The President said the township oozed pride and resilience while it was also associated with well-known South Africans like Joe Modise and the Mahotela Queens.
South Africans need to stand up for their rights without losing their dignity, he said.
“South Africans are not hooligans we are a nation of proud, respectful people who stand up for their rights and do so without losing their dignity and Ubuntu. We must promote this national pride as we don’t want the world to develop a wrong impression of South African people,” the President said, adding that societies need to take stock and reflect on themselves.
“We must not be shy to reflect on what has gone wrong within society in general. We’ve heard of shocking incidents of men raping little girls. This is not a society or nation we want,” he told residents who came out in numbers to witness the celebrations.
The country needed to reflect on causes of brutality and how these could be stopped as perpetrators came from communities.
“It’s a painful reality for every society to have to deal with but we have to confront it. I believe we must have this discussion about the renewal of the social fibre of communities without delay. We have a proud historical and political heritage as a people and we must guard it jealously,” said President Zuma.

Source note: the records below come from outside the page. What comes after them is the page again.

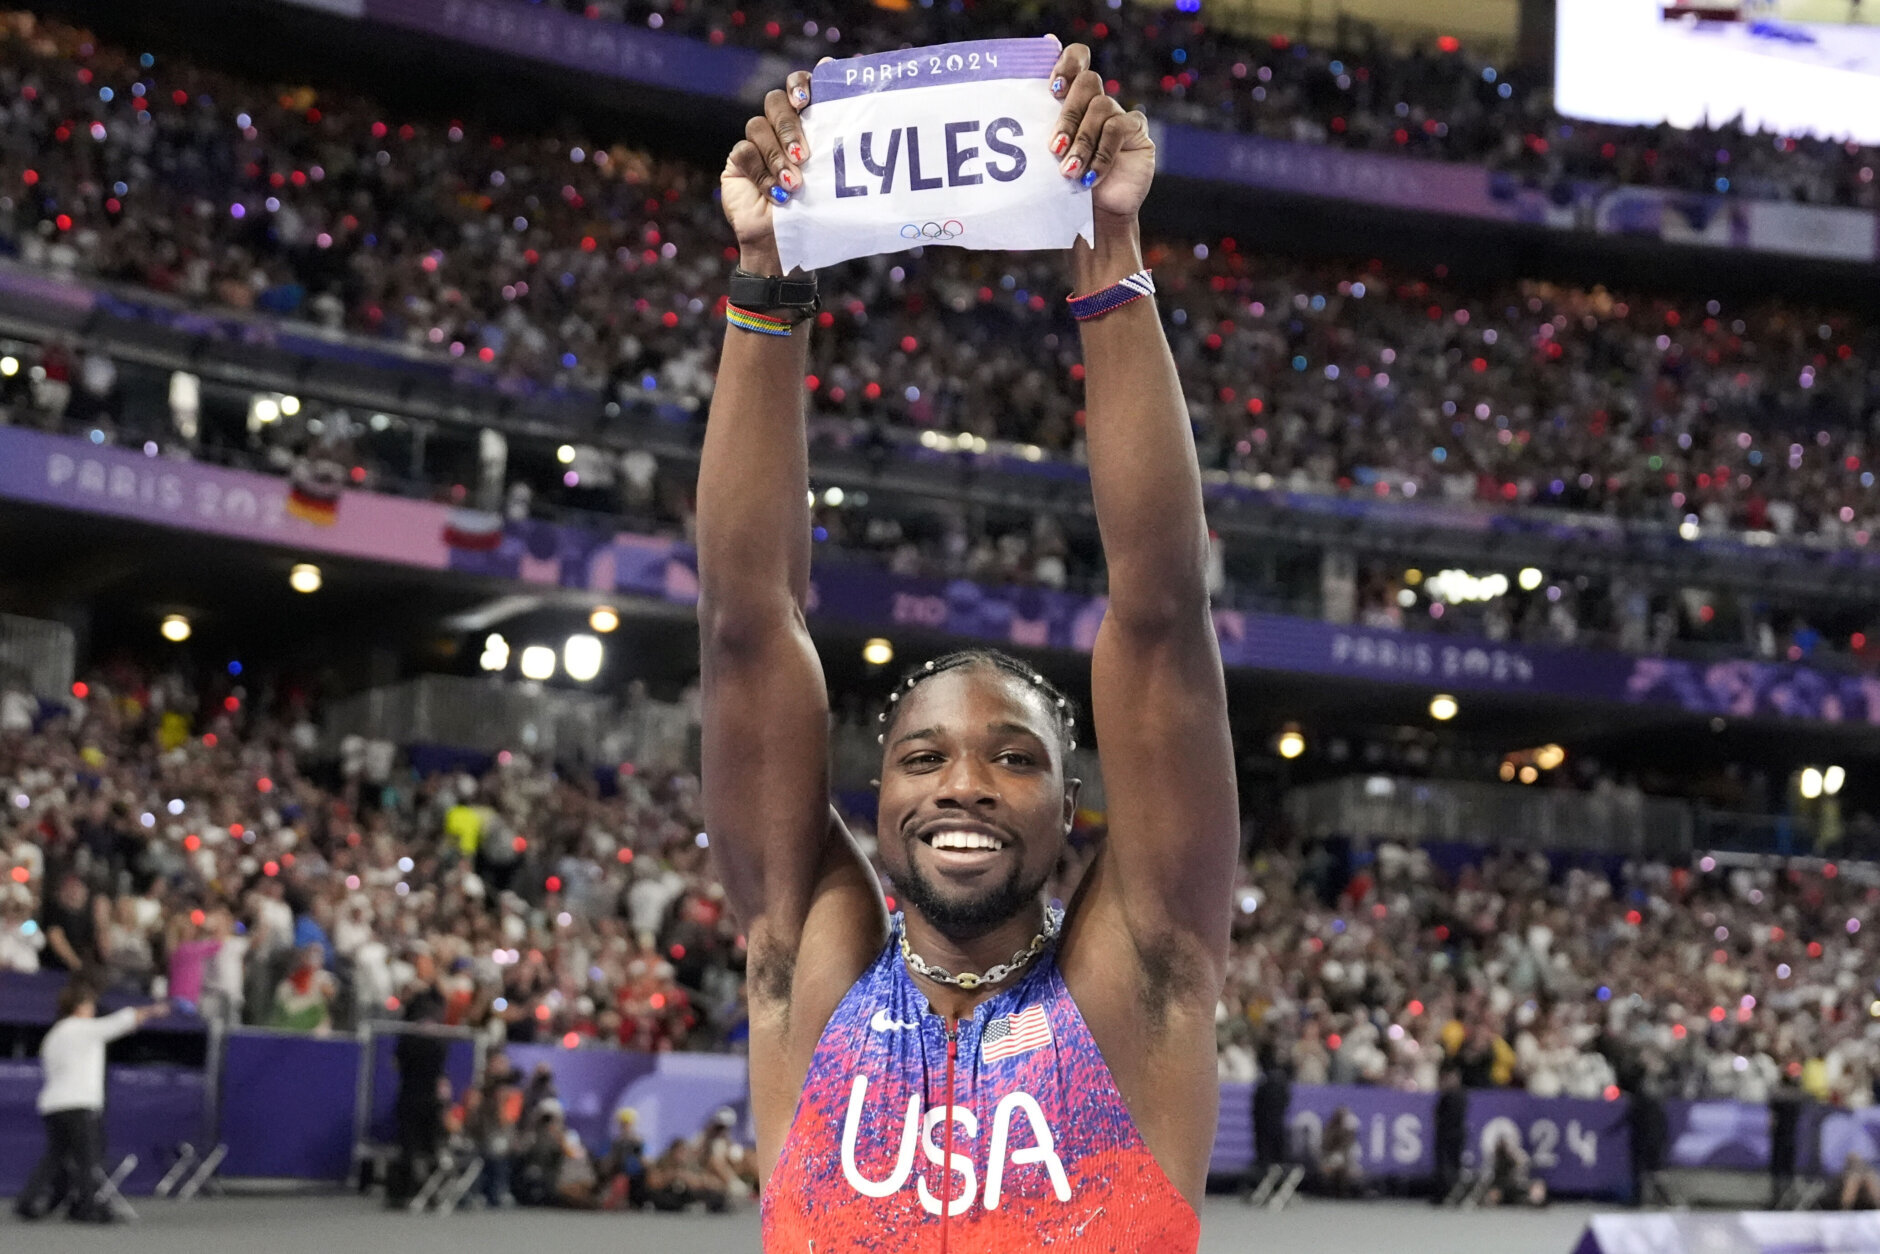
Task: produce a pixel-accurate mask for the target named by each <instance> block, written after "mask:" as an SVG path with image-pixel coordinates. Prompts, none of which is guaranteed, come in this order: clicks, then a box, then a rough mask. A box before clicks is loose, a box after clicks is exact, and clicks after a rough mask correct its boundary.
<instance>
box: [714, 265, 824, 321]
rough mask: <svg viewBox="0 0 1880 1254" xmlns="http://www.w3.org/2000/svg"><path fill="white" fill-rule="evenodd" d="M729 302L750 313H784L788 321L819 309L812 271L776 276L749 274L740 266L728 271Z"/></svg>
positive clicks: (814, 313) (798, 320)
mask: <svg viewBox="0 0 1880 1254" xmlns="http://www.w3.org/2000/svg"><path fill="white" fill-rule="evenodd" d="M728 295H729V297H731V305H737V306H739V308H748V310H750V312H754V314H786V316H788V318H790V321H793V323H795V321H803V320H805V318H812V316H814V314H816V310H820V308H822V297H820V295H816V273H814V271H810V273H808V274H795V276H788V278H784V276H776V274H752V273H750V271H746V269H744V267H743V265H739V267H737V269H733V271H731V291H729V293H728Z"/></svg>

He urged society to bring back a culture of peaceful protest, of upholding the right to life. “The culture of violent protest which threatens lives and property have no place in a democratic society when people have a government that they can talk to through various structures. We cannot destroy that which we have built ourselves and we cannot continue organising protests in which people die.”
This, he said, calls for serious reflection “among ourselves about the way in which we do things.”
President Zuma warned against workers negotiating labour issues without labour unions.
“Workers of Alex and anywhere in our country should not think that what happened in Marikana is the way to go when workers chase away trade unions and negotiate their own deal with employers, that is a danger, workers in the past didn’t have trade unions and they were not protected they were victims of employers.”
The President added that he would make a follow up visit to Alexandra.
The celebrations were also attended by Deputy Minister in the Presidency responsible for Performance Monitoring and Evaluation Obed Bapela, Public Enterprises Malusi Gigaba, Gauteng Premier Nomvula Mokonyane and Johannesburg Mayor Parks Tau among others.
Prior to the address at the stadium President Zuma and his delegation visited the Nelson Mandela Yard Heritage Precinct to plant a tree. In 1940, Mandela left home in the Transkei and moved to Johannesburg, Alexandra where he found lodging with a local reverend before moving next door. The house, which had no water or electricity at the time, is on Richard Baloyi and 7th avenue.
Meanwhile, artists like Blondie Makhene entertained residents in the packed to capacity stadium throughout the day.